Hi people, After giving it more thought, maybe this is worth considering: - Injectable heavy type: if statsort best argument is to avoid comparisons through interpolation, it could mean that its dream target applications are distributions of data types that are actually costly to compare, for example boost::multiprecision::cpp_dec_float<N>. But this would require statsort not to gate its data type on std::is_arithmetic. A trait-based approach (e.g., sortable_numeric<T> or something) would let users opt-in while maintaining type safety. - Injectable interpolation function: Users in physics/finance/ML often know their data distribution or can estimate it, so why not allow users to supply a CDF estimate that actually match their actual data distribution? For Gaussian mixture, you would inject the mixture CDF. This would extend statsort from "works on smooth distributions" to "works on any distribution the user can model", and make it (hopefully) competitive on multimodal distributions. Keeping linear as the default makes sense. - Injectable bucket policy: the sqrt(n) buckets thing is hardcoded. But injectable interpolation would open the door the gaussian mixtures, lognormal mixtures and others naturally arising distributions where a "natural" number of buckets would be the number of modes in the distribution (often known in advance). I am not sure this would make anything faster though, if more intuitive, so this would require some benchmark. With these extensions, statsort could shine compared to boost::sort on benchmarks of billions of non-trivially (non uniform) generated heavy data types. And I expect those patterns (mixtures etc) to be sufficiently popular in physics and stuff to warrant inclusion in boost. But 1) Im no Boost.Sort guy 2) all of this is conditional on extensions + benchmarks Or maybe I completely misunderstood ;) Best wishes, Arno On Sun, Mar 15, 2026 at 5:12 PM Arnaud Becheler <arnaud.becheler@gmail.com> wrote:
Hi Francisco,
What is the generative process for the data submitted to the benchmark ?

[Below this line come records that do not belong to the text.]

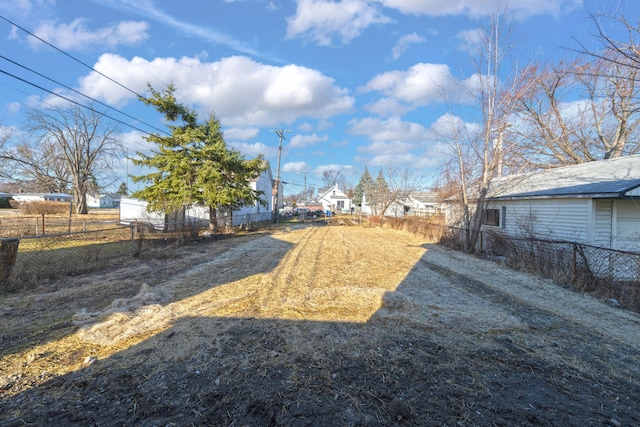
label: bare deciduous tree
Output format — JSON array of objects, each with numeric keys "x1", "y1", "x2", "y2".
[
  {"x1": 321, "y1": 168, "x2": 349, "y2": 190},
  {"x1": 578, "y1": 52, "x2": 640, "y2": 159},
  {"x1": 513, "y1": 54, "x2": 640, "y2": 166},
  {"x1": 366, "y1": 166, "x2": 426, "y2": 219},
  {"x1": 449, "y1": 5, "x2": 526, "y2": 252},
  {"x1": 5, "y1": 105, "x2": 124, "y2": 214}
]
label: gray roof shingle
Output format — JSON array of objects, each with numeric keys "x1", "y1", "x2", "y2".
[{"x1": 489, "y1": 155, "x2": 640, "y2": 200}]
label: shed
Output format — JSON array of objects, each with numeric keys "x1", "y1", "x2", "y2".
[{"x1": 483, "y1": 155, "x2": 640, "y2": 252}]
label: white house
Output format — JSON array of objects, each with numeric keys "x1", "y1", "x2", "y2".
[
  {"x1": 120, "y1": 165, "x2": 275, "y2": 230},
  {"x1": 360, "y1": 192, "x2": 400, "y2": 217},
  {"x1": 361, "y1": 191, "x2": 440, "y2": 218},
  {"x1": 87, "y1": 193, "x2": 121, "y2": 208},
  {"x1": 481, "y1": 155, "x2": 640, "y2": 252},
  {"x1": 405, "y1": 192, "x2": 441, "y2": 216},
  {"x1": 12, "y1": 192, "x2": 73, "y2": 203},
  {"x1": 318, "y1": 185, "x2": 352, "y2": 213}
]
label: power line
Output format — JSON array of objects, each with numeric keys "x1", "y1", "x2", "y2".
[
  {"x1": 0, "y1": 13, "x2": 279, "y2": 184},
  {"x1": 0, "y1": 14, "x2": 143, "y2": 100},
  {"x1": 0, "y1": 54, "x2": 169, "y2": 136},
  {"x1": 0, "y1": 67, "x2": 154, "y2": 136}
]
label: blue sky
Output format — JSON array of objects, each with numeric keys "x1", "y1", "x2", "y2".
[{"x1": 0, "y1": 0, "x2": 628, "y2": 195}]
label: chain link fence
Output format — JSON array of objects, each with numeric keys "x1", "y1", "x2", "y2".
[
  {"x1": 0, "y1": 220, "x2": 229, "y2": 291},
  {"x1": 0, "y1": 214, "x2": 120, "y2": 238}
]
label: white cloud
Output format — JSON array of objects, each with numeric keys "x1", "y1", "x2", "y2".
[
  {"x1": 283, "y1": 161, "x2": 311, "y2": 173},
  {"x1": 375, "y1": 0, "x2": 581, "y2": 19},
  {"x1": 90, "y1": 0, "x2": 264, "y2": 58},
  {"x1": 29, "y1": 18, "x2": 149, "y2": 51},
  {"x1": 228, "y1": 141, "x2": 277, "y2": 159},
  {"x1": 313, "y1": 163, "x2": 356, "y2": 177},
  {"x1": 0, "y1": 0, "x2": 52, "y2": 15},
  {"x1": 77, "y1": 54, "x2": 354, "y2": 127},
  {"x1": 224, "y1": 127, "x2": 260, "y2": 140},
  {"x1": 289, "y1": 133, "x2": 328, "y2": 148},
  {"x1": 454, "y1": 28, "x2": 484, "y2": 52},
  {"x1": 364, "y1": 97, "x2": 411, "y2": 117},
  {"x1": 5, "y1": 102, "x2": 21, "y2": 115},
  {"x1": 357, "y1": 139, "x2": 414, "y2": 155},
  {"x1": 347, "y1": 116, "x2": 431, "y2": 142},
  {"x1": 286, "y1": 0, "x2": 392, "y2": 46},
  {"x1": 360, "y1": 63, "x2": 467, "y2": 108},
  {"x1": 428, "y1": 112, "x2": 480, "y2": 140},
  {"x1": 391, "y1": 32, "x2": 426, "y2": 60},
  {"x1": 284, "y1": 0, "x2": 578, "y2": 47},
  {"x1": 347, "y1": 116, "x2": 450, "y2": 169}
]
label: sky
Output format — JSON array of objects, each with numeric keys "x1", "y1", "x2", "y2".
[{"x1": 0, "y1": 0, "x2": 632, "y2": 196}]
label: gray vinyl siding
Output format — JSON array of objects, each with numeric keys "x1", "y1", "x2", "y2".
[
  {"x1": 486, "y1": 199, "x2": 589, "y2": 242},
  {"x1": 593, "y1": 200, "x2": 613, "y2": 247},
  {"x1": 615, "y1": 200, "x2": 640, "y2": 251}
]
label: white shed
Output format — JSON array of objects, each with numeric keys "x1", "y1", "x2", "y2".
[{"x1": 483, "y1": 155, "x2": 640, "y2": 252}]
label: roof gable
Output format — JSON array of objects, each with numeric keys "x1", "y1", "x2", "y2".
[{"x1": 318, "y1": 184, "x2": 349, "y2": 200}]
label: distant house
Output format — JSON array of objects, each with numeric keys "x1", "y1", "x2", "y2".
[
  {"x1": 87, "y1": 193, "x2": 122, "y2": 208},
  {"x1": 478, "y1": 155, "x2": 640, "y2": 252},
  {"x1": 405, "y1": 192, "x2": 441, "y2": 216},
  {"x1": 318, "y1": 185, "x2": 352, "y2": 213},
  {"x1": 12, "y1": 193, "x2": 73, "y2": 203}
]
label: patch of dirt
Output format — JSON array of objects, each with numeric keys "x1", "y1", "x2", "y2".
[{"x1": 1, "y1": 223, "x2": 639, "y2": 426}]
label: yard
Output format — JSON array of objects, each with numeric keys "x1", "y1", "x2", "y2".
[{"x1": 0, "y1": 223, "x2": 639, "y2": 426}]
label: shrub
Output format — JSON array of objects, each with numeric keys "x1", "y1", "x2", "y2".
[{"x1": 17, "y1": 201, "x2": 70, "y2": 215}]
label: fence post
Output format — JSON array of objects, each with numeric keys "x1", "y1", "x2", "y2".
[
  {"x1": 68, "y1": 201, "x2": 72, "y2": 235},
  {"x1": 572, "y1": 243, "x2": 577, "y2": 284},
  {"x1": 130, "y1": 222, "x2": 136, "y2": 258},
  {"x1": 0, "y1": 238, "x2": 19, "y2": 287},
  {"x1": 41, "y1": 213, "x2": 45, "y2": 235}
]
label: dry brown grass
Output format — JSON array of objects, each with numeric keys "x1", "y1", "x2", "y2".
[
  {"x1": 1, "y1": 223, "x2": 639, "y2": 426},
  {"x1": 0, "y1": 208, "x2": 120, "y2": 238}
]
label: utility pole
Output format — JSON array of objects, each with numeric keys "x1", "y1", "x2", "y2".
[
  {"x1": 302, "y1": 171, "x2": 308, "y2": 195},
  {"x1": 271, "y1": 129, "x2": 292, "y2": 222}
]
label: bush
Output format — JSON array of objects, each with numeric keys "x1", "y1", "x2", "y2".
[{"x1": 16, "y1": 201, "x2": 70, "y2": 215}]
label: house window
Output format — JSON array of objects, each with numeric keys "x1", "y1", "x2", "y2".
[
  {"x1": 337, "y1": 200, "x2": 344, "y2": 210},
  {"x1": 482, "y1": 208, "x2": 500, "y2": 227}
]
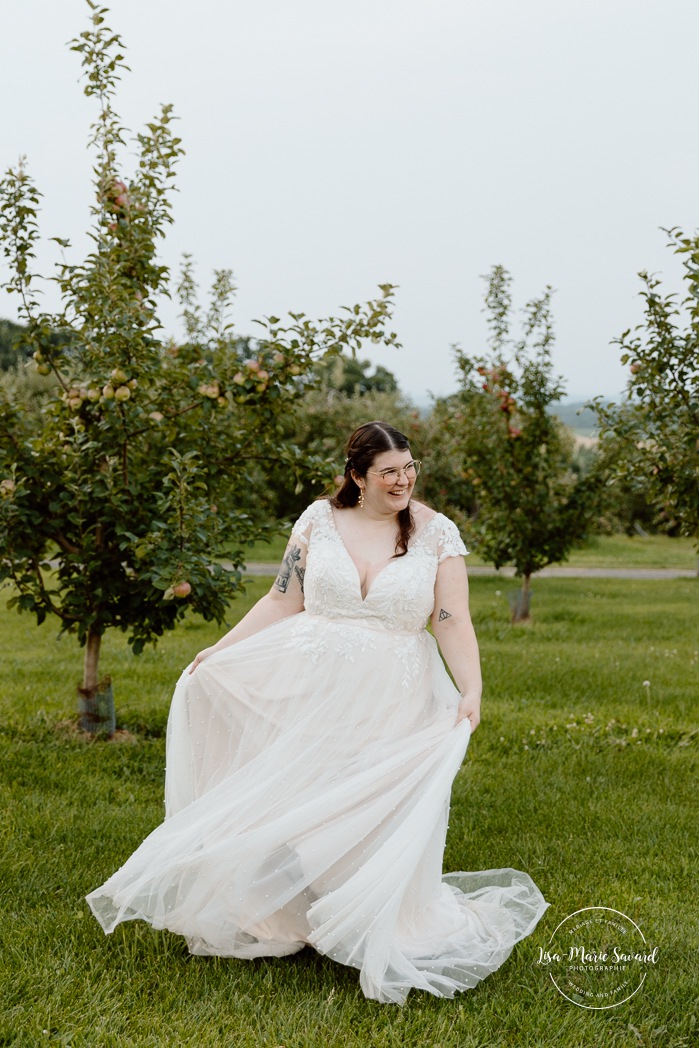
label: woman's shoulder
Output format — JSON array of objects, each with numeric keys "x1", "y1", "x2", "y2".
[
  {"x1": 410, "y1": 500, "x2": 438, "y2": 528},
  {"x1": 411, "y1": 502, "x2": 468, "y2": 559},
  {"x1": 290, "y1": 498, "x2": 331, "y2": 542}
]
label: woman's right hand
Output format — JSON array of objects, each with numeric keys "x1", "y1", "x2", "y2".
[{"x1": 188, "y1": 646, "x2": 218, "y2": 674}]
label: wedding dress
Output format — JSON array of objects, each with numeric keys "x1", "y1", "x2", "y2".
[{"x1": 86, "y1": 499, "x2": 548, "y2": 1004}]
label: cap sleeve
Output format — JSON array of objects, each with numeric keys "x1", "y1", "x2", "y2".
[
  {"x1": 435, "y1": 515, "x2": 469, "y2": 563},
  {"x1": 289, "y1": 500, "x2": 326, "y2": 547}
]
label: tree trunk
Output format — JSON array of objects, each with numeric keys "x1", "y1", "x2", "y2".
[
  {"x1": 77, "y1": 628, "x2": 115, "y2": 736},
  {"x1": 511, "y1": 573, "x2": 532, "y2": 624},
  {"x1": 83, "y1": 628, "x2": 102, "y2": 693}
]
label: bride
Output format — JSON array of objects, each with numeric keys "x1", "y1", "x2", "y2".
[{"x1": 87, "y1": 420, "x2": 548, "y2": 1004}]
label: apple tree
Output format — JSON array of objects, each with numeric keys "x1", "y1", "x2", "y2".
[
  {"x1": 592, "y1": 228, "x2": 699, "y2": 555},
  {"x1": 0, "y1": 2, "x2": 399, "y2": 732},
  {"x1": 444, "y1": 265, "x2": 600, "y2": 621}
]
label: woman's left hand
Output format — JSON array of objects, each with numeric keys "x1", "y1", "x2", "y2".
[{"x1": 456, "y1": 692, "x2": 481, "y2": 731}]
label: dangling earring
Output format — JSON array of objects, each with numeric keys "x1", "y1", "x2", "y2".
[{"x1": 358, "y1": 489, "x2": 365, "y2": 509}]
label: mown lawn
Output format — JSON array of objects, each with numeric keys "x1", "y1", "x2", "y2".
[{"x1": 0, "y1": 576, "x2": 696, "y2": 1047}]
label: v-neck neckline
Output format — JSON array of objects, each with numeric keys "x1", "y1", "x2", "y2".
[{"x1": 326, "y1": 502, "x2": 439, "y2": 603}]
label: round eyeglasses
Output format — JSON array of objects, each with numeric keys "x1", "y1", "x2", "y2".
[{"x1": 365, "y1": 460, "x2": 421, "y2": 484}]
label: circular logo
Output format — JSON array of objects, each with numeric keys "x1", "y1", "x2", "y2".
[{"x1": 539, "y1": 907, "x2": 658, "y2": 1010}]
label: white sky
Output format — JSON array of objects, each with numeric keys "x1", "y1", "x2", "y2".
[{"x1": 2, "y1": 0, "x2": 698, "y2": 403}]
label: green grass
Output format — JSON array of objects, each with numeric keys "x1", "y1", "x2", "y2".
[
  {"x1": 560, "y1": 533, "x2": 696, "y2": 570},
  {"x1": 243, "y1": 529, "x2": 697, "y2": 571},
  {"x1": 1, "y1": 576, "x2": 697, "y2": 1047}
]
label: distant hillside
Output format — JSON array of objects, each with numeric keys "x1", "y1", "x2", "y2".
[{"x1": 550, "y1": 400, "x2": 606, "y2": 437}]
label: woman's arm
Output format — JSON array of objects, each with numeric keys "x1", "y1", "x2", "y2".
[
  {"x1": 430, "y1": 555, "x2": 482, "y2": 729},
  {"x1": 189, "y1": 534, "x2": 307, "y2": 673}
]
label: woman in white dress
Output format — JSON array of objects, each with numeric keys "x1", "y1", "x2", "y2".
[{"x1": 87, "y1": 420, "x2": 548, "y2": 1004}]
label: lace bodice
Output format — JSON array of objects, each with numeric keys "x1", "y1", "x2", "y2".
[{"x1": 290, "y1": 499, "x2": 468, "y2": 633}]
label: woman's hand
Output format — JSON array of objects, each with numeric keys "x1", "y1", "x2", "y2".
[
  {"x1": 456, "y1": 691, "x2": 481, "y2": 731},
  {"x1": 188, "y1": 646, "x2": 219, "y2": 674}
]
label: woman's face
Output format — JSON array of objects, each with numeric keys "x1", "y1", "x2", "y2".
[{"x1": 357, "y1": 448, "x2": 417, "y2": 514}]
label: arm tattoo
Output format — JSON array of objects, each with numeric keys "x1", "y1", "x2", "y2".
[
  {"x1": 438, "y1": 608, "x2": 452, "y2": 622},
  {"x1": 294, "y1": 565, "x2": 305, "y2": 593},
  {"x1": 274, "y1": 544, "x2": 302, "y2": 593}
]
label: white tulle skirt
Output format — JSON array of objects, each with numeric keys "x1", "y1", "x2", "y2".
[{"x1": 87, "y1": 613, "x2": 549, "y2": 1003}]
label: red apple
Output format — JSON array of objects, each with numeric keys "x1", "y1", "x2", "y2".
[{"x1": 172, "y1": 581, "x2": 192, "y2": 598}]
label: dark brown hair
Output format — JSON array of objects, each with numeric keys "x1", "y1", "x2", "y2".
[{"x1": 330, "y1": 420, "x2": 416, "y2": 557}]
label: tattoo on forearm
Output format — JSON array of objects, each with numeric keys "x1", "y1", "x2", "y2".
[
  {"x1": 438, "y1": 608, "x2": 452, "y2": 621},
  {"x1": 274, "y1": 544, "x2": 302, "y2": 593},
  {"x1": 294, "y1": 565, "x2": 305, "y2": 593}
]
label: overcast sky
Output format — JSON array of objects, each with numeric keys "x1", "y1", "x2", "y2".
[{"x1": 3, "y1": 0, "x2": 698, "y2": 403}]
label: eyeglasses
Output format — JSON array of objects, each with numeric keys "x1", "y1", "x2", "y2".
[{"x1": 365, "y1": 460, "x2": 422, "y2": 483}]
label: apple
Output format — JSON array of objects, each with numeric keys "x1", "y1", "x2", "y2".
[
  {"x1": 630, "y1": 362, "x2": 641, "y2": 374},
  {"x1": 114, "y1": 385, "x2": 131, "y2": 401},
  {"x1": 0, "y1": 479, "x2": 16, "y2": 497},
  {"x1": 172, "y1": 581, "x2": 192, "y2": 598},
  {"x1": 246, "y1": 359, "x2": 260, "y2": 373},
  {"x1": 149, "y1": 411, "x2": 164, "y2": 421},
  {"x1": 36, "y1": 363, "x2": 51, "y2": 376},
  {"x1": 86, "y1": 387, "x2": 101, "y2": 402},
  {"x1": 114, "y1": 193, "x2": 129, "y2": 208},
  {"x1": 111, "y1": 368, "x2": 128, "y2": 385},
  {"x1": 232, "y1": 372, "x2": 245, "y2": 385}
]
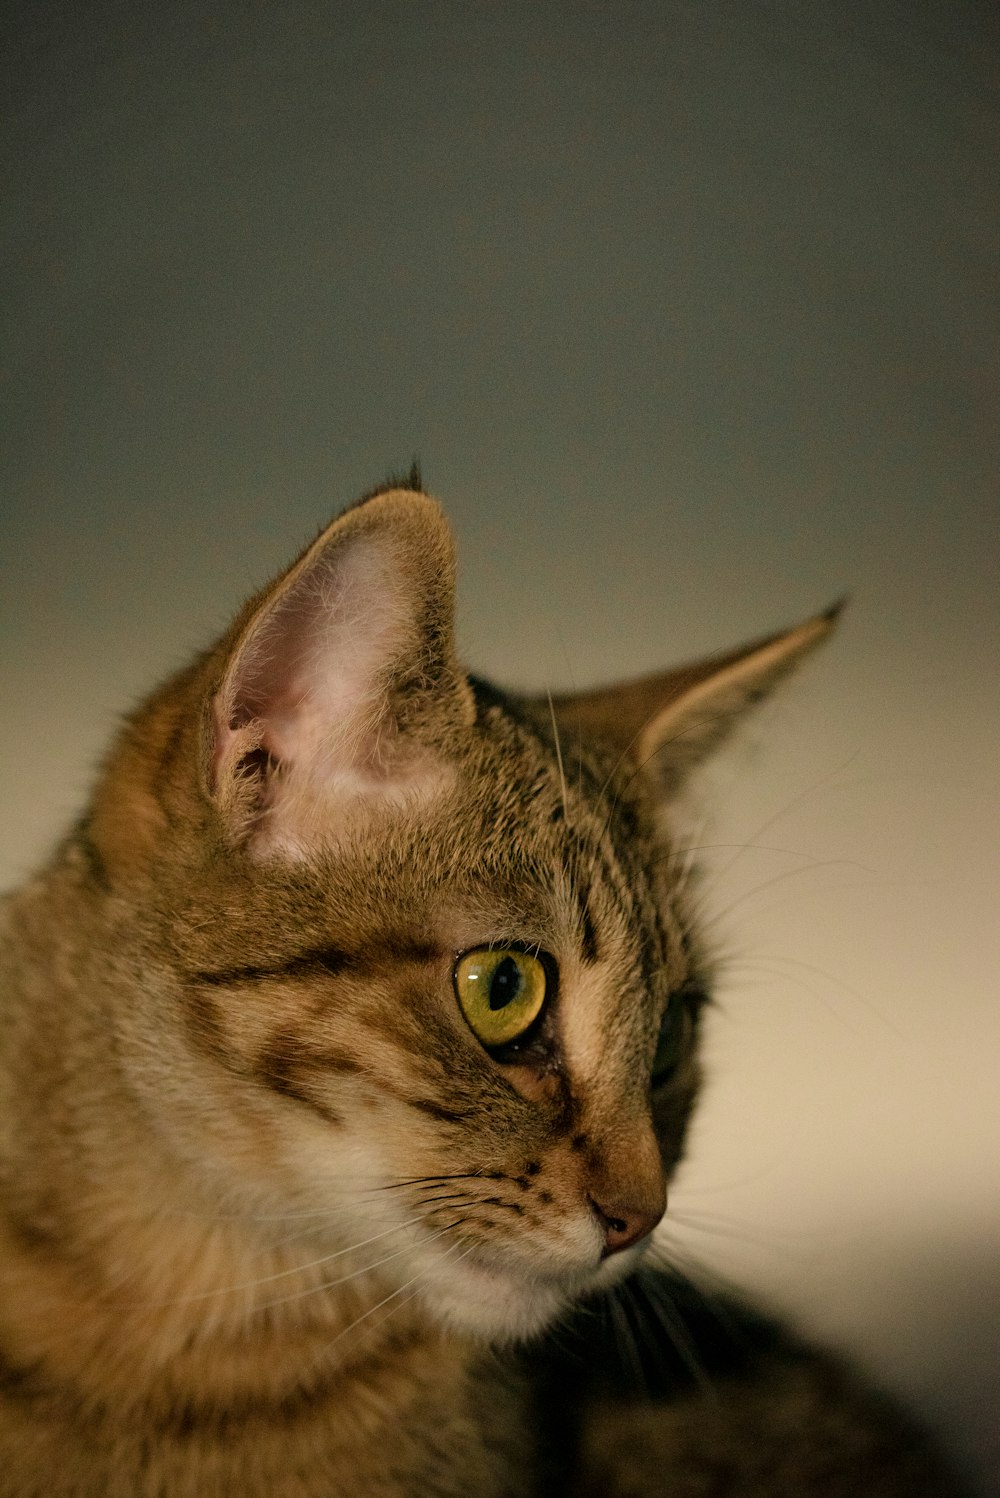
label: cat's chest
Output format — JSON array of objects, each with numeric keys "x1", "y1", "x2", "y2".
[{"x1": 5, "y1": 1340, "x2": 537, "y2": 1498}]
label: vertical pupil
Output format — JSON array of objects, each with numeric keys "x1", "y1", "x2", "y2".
[{"x1": 488, "y1": 956, "x2": 523, "y2": 1010}]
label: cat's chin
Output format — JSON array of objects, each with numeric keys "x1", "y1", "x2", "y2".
[{"x1": 417, "y1": 1242, "x2": 647, "y2": 1344}]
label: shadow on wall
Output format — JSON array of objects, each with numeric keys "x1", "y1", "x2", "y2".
[{"x1": 793, "y1": 1235, "x2": 1000, "y2": 1497}]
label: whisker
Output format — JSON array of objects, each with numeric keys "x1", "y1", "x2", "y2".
[
  {"x1": 308, "y1": 1236, "x2": 477, "y2": 1376},
  {"x1": 410, "y1": 1190, "x2": 482, "y2": 1209},
  {"x1": 589, "y1": 709, "x2": 749, "y2": 894},
  {"x1": 662, "y1": 1165, "x2": 777, "y2": 1197},
  {"x1": 551, "y1": 626, "x2": 584, "y2": 799},
  {"x1": 122, "y1": 1216, "x2": 429, "y2": 1309},
  {"x1": 663, "y1": 841, "x2": 873, "y2": 881},
  {"x1": 707, "y1": 858, "x2": 865, "y2": 927},
  {"x1": 546, "y1": 687, "x2": 569, "y2": 823},
  {"x1": 732, "y1": 951, "x2": 903, "y2": 1036},
  {"x1": 379, "y1": 1171, "x2": 487, "y2": 1190},
  {"x1": 628, "y1": 1271, "x2": 715, "y2": 1396},
  {"x1": 644, "y1": 1240, "x2": 755, "y2": 1331},
  {"x1": 109, "y1": 1185, "x2": 401, "y2": 1228},
  {"x1": 712, "y1": 748, "x2": 864, "y2": 884},
  {"x1": 614, "y1": 1281, "x2": 651, "y2": 1398},
  {"x1": 251, "y1": 1219, "x2": 466, "y2": 1315},
  {"x1": 665, "y1": 1209, "x2": 816, "y2": 1257},
  {"x1": 720, "y1": 955, "x2": 864, "y2": 1029}
]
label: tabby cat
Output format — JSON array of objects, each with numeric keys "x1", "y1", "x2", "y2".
[{"x1": 0, "y1": 481, "x2": 965, "y2": 1496}]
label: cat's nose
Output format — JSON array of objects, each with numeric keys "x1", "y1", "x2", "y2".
[{"x1": 590, "y1": 1191, "x2": 666, "y2": 1257}]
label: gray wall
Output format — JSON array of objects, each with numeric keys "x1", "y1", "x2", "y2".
[{"x1": 3, "y1": 3, "x2": 998, "y2": 1490}]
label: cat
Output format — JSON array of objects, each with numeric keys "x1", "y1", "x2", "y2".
[{"x1": 0, "y1": 477, "x2": 966, "y2": 1497}]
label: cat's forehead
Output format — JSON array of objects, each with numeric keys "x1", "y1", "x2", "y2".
[
  {"x1": 173, "y1": 678, "x2": 694, "y2": 1001},
  {"x1": 362, "y1": 703, "x2": 691, "y2": 989}
]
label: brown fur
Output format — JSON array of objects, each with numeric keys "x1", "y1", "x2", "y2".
[{"x1": 0, "y1": 489, "x2": 965, "y2": 1495}]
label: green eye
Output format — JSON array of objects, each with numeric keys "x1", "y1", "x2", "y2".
[{"x1": 454, "y1": 947, "x2": 549, "y2": 1049}]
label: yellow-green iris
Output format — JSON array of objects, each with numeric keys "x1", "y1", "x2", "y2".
[{"x1": 454, "y1": 947, "x2": 548, "y2": 1048}]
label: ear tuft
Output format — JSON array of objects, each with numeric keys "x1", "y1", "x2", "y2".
[{"x1": 356, "y1": 460, "x2": 424, "y2": 506}]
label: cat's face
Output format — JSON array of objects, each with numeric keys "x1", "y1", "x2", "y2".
[
  {"x1": 89, "y1": 486, "x2": 833, "y2": 1344},
  {"x1": 163, "y1": 700, "x2": 704, "y2": 1341}
]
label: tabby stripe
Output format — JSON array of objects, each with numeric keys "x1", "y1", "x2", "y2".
[
  {"x1": 189, "y1": 950, "x2": 351, "y2": 986},
  {"x1": 152, "y1": 1331, "x2": 424, "y2": 1437},
  {"x1": 408, "y1": 1098, "x2": 471, "y2": 1123},
  {"x1": 188, "y1": 935, "x2": 440, "y2": 987},
  {"x1": 566, "y1": 857, "x2": 601, "y2": 964},
  {"x1": 256, "y1": 1067, "x2": 344, "y2": 1127}
]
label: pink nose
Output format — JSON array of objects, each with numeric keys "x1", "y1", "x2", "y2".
[{"x1": 590, "y1": 1193, "x2": 666, "y2": 1257}]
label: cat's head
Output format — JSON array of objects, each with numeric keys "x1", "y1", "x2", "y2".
[{"x1": 87, "y1": 486, "x2": 837, "y2": 1342}]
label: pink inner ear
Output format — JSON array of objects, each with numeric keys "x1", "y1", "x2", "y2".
[{"x1": 212, "y1": 531, "x2": 411, "y2": 801}]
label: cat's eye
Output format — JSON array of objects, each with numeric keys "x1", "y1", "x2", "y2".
[
  {"x1": 453, "y1": 947, "x2": 549, "y2": 1050},
  {"x1": 651, "y1": 995, "x2": 690, "y2": 1087}
]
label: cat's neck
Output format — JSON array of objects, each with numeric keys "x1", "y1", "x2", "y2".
[{"x1": 0, "y1": 1200, "x2": 439, "y2": 1417}]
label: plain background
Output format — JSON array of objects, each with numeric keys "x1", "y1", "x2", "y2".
[{"x1": 3, "y1": 3, "x2": 998, "y2": 1491}]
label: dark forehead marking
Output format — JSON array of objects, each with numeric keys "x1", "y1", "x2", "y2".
[
  {"x1": 578, "y1": 890, "x2": 600, "y2": 965},
  {"x1": 467, "y1": 671, "x2": 680, "y2": 984},
  {"x1": 189, "y1": 949, "x2": 351, "y2": 987},
  {"x1": 642, "y1": 891, "x2": 674, "y2": 997},
  {"x1": 186, "y1": 935, "x2": 440, "y2": 988},
  {"x1": 561, "y1": 830, "x2": 603, "y2": 965},
  {"x1": 572, "y1": 800, "x2": 682, "y2": 1001},
  {"x1": 577, "y1": 828, "x2": 637, "y2": 944}
]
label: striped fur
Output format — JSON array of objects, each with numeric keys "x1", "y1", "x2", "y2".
[{"x1": 0, "y1": 490, "x2": 962, "y2": 1495}]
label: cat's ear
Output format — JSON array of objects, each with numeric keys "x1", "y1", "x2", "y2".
[
  {"x1": 208, "y1": 489, "x2": 473, "y2": 854},
  {"x1": 548, "y1": 603, "x2": 842, "y2": 800}
]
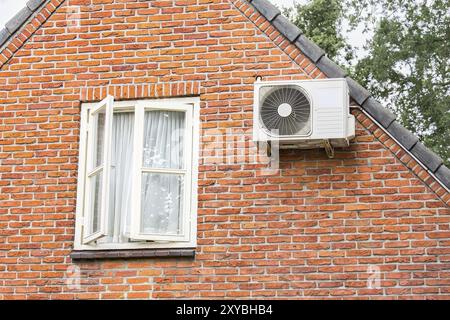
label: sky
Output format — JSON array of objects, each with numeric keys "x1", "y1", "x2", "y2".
[{"x1": 0, "y1": 0, "x2": 369, "y2": 59}]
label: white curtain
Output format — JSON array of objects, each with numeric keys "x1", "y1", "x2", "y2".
[
  {"x1": 141, "y1": 111, "x2": 185, "y2": 235},
  {"x1": 103, "y1": 112, "x2": 134, "y2": 243},
  {"x1": 97, "y1": 110, "x2": 185, "y2": 243}
]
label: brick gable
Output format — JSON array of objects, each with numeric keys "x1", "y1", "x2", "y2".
[{"x1": 0, "y1": 0, "x2": 449, "y2": 299}]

Because if I understood correctly, stat sort is supposed to outperform in quite specific distribution patterns. If you benchmark on other distributions, I would actually take it as a stress tests for stat sort, and a good thing that the difference in performance is minimal.
The next question would be “what data distribution could maximize statsort perfs while minimize other algos perfs” and then benchmark on that distribution. As suggested before, a mixture of k Gaussian distributions could be a fair judge (but that would require investigating k, mu_k and sigma_k).
I haven’t seen that in the presented benchmarks but maybe I misunderstood :) Apologies if I did,
Best wishes, Arnaud